Today, factories are set up to monitor processes with the goal of maintaining operational control. In a factory sampling 2% of all materials processed, collecting 20 individual points for an individual wafer results in collecting 40 points per every 100 wafers processed. If these wafers have 500 die per wafer (DPW), the chances there is a location match between die and the in-line metrology sampling point are 0.0008%, or one in every 1,250 die processed. Essentially less than one-tenth of one percent of material has the needed metrology data to perform direct analytics. As sampling strategies are challenged due to cost reductions, the chances that an abnormal event is discovered at the end-of-line test increases. All non-matched die will have to go through an assumption-based data expansion to create a necessary data association. These expansions are frequently executed without any consideration of error bars.

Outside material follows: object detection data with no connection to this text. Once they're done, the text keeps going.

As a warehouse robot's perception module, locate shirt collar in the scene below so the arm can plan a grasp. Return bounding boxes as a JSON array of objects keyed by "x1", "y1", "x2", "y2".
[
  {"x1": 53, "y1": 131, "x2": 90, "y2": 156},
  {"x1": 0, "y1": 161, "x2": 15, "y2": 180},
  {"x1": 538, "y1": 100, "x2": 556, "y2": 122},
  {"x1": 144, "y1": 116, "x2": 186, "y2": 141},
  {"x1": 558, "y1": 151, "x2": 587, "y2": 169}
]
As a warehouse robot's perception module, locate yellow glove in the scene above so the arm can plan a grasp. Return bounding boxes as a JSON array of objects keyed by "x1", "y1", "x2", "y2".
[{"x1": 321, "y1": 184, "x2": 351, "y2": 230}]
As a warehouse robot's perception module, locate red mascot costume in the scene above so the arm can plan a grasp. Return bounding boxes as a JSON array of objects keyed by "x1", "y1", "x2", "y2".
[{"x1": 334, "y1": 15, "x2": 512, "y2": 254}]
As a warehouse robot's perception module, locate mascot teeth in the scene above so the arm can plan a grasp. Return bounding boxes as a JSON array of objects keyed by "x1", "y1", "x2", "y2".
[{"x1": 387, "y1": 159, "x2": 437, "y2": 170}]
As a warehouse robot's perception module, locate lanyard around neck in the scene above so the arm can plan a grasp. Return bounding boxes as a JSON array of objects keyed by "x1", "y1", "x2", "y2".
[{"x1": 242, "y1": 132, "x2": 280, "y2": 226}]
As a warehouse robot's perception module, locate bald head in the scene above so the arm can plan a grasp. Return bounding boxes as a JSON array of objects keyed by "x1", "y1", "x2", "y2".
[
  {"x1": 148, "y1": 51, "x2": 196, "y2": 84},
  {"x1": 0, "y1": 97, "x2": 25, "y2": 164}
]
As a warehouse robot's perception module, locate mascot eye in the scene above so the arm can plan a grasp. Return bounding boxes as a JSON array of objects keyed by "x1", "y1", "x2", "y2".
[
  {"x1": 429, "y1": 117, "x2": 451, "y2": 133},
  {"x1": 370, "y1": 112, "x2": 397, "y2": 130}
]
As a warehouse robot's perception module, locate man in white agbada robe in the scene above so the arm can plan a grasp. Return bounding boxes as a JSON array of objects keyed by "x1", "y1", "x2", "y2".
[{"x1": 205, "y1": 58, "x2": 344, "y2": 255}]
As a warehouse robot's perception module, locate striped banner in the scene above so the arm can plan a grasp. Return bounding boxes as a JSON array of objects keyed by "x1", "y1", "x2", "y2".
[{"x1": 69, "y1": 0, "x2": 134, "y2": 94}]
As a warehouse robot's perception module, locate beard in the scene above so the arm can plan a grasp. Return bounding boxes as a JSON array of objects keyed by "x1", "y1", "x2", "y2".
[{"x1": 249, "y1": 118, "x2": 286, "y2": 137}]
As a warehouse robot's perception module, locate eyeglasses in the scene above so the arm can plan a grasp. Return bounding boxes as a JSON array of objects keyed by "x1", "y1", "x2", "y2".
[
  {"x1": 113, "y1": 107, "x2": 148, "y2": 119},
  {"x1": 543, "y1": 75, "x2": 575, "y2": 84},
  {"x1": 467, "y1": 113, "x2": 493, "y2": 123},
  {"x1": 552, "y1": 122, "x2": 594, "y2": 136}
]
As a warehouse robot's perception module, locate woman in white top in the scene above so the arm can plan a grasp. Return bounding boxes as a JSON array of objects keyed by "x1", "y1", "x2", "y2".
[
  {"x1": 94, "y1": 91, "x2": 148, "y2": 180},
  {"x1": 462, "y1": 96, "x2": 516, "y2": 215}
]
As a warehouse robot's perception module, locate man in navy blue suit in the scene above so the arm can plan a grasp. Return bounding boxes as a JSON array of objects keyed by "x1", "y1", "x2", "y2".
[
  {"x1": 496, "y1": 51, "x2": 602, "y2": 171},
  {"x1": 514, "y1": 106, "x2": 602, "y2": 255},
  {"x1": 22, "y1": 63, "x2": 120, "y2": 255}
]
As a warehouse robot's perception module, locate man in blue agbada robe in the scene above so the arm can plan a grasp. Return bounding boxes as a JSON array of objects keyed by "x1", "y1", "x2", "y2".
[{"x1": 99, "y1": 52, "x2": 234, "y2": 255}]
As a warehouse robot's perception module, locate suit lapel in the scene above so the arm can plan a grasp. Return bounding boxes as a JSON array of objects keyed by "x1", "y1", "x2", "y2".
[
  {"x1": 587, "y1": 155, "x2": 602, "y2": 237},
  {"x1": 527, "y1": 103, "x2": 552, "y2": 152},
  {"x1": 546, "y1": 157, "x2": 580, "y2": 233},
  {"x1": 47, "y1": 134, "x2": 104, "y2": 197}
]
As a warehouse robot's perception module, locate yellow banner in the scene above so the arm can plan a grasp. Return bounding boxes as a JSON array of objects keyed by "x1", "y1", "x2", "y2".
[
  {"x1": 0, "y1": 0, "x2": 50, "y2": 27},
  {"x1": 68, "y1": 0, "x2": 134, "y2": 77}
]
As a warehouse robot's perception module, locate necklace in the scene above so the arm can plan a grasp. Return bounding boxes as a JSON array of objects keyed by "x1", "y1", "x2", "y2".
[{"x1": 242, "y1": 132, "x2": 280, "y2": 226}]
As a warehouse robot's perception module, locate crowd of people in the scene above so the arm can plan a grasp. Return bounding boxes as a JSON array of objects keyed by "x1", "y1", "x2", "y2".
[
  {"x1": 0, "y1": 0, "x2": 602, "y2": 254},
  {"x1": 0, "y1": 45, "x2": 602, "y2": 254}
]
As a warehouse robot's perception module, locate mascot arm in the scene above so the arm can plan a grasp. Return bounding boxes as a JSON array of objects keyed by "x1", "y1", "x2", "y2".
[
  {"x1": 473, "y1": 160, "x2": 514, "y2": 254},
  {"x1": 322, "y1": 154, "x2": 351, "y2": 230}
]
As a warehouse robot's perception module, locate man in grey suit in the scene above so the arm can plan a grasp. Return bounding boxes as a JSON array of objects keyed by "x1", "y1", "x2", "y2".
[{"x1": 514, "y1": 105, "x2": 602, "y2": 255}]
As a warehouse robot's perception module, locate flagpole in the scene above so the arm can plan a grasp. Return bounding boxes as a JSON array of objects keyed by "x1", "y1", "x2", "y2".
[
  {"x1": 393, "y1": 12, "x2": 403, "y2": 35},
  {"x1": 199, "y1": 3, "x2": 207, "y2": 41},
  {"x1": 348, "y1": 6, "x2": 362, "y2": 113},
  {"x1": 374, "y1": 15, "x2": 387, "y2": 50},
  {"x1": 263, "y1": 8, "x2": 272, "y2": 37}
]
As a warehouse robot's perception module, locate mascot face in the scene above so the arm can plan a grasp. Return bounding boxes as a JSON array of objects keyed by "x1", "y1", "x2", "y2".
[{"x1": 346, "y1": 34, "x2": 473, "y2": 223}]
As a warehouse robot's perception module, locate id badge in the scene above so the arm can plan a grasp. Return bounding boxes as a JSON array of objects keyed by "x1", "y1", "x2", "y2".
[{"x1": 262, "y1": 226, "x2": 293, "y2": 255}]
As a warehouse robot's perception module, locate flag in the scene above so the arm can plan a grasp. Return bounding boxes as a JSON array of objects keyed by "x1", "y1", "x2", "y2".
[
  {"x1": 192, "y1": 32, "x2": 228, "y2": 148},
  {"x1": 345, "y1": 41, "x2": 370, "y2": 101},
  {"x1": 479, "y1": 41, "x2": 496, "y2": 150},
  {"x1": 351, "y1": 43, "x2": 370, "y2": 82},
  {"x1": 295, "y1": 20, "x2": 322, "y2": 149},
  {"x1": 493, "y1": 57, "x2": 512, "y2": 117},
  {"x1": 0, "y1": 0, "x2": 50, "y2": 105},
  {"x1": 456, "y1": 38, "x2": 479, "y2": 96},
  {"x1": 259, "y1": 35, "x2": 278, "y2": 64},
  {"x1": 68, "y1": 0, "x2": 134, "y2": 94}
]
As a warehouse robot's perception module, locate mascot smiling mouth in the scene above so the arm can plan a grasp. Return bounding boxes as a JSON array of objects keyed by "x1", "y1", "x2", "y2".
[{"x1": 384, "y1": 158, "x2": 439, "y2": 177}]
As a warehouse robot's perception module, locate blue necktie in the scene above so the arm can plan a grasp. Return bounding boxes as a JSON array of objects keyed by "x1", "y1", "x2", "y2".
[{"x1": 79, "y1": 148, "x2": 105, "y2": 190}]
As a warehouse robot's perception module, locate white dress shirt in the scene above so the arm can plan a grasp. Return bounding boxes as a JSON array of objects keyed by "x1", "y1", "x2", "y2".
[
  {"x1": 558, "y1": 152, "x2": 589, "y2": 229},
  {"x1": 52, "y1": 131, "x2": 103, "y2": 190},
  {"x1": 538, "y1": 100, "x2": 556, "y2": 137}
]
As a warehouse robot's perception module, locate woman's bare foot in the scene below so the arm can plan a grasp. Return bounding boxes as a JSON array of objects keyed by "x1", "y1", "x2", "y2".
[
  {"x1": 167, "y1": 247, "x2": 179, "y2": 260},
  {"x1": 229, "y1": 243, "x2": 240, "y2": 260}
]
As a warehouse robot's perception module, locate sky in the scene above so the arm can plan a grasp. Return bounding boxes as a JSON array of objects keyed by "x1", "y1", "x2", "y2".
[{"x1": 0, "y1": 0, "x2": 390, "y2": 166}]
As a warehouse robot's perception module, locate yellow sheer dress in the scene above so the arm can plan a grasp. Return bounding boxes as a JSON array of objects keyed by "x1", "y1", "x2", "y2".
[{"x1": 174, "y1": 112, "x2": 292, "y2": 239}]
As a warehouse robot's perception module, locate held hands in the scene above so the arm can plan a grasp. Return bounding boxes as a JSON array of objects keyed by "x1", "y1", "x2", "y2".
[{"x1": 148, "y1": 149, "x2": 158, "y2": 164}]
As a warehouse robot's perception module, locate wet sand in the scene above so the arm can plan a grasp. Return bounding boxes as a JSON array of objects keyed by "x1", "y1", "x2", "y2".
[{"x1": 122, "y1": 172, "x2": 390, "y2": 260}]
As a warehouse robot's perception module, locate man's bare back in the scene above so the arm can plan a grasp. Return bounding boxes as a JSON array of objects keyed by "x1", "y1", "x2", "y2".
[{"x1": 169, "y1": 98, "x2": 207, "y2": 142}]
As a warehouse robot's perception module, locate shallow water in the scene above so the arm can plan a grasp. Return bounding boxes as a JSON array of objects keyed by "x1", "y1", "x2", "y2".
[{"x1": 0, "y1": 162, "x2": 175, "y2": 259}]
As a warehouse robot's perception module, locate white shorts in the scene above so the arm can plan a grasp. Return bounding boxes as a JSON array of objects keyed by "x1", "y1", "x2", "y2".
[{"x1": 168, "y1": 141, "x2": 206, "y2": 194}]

Given the current chip shortage, factories might be forced into quicker turnarounds of unit deliveries, while still needing to maintain quality levels. With tight delivery timelines, the traceability of data to the die level is even more critical, as quick identification is needed to either do a recall or an infield, over-the-air update of software for affected parts. Some smart modules in the field send real-time monitoring feedback to the manufacturers, whereby this data is fed back to their factory systems for optimization on certain tools using traceability/genealogy history.

Gone are the days when a company would design a chip, manufacture a chip, assemble and place that chip on a board, and sell that board to an end user. Today, the reality of longer and more complex supply chains must be dealt with. These longer supply chains must also include greater levels of analytics that end up being driven by higher quality and die-origin requirements to meet specific market segments that are expanding tremendously in the semiconductor space.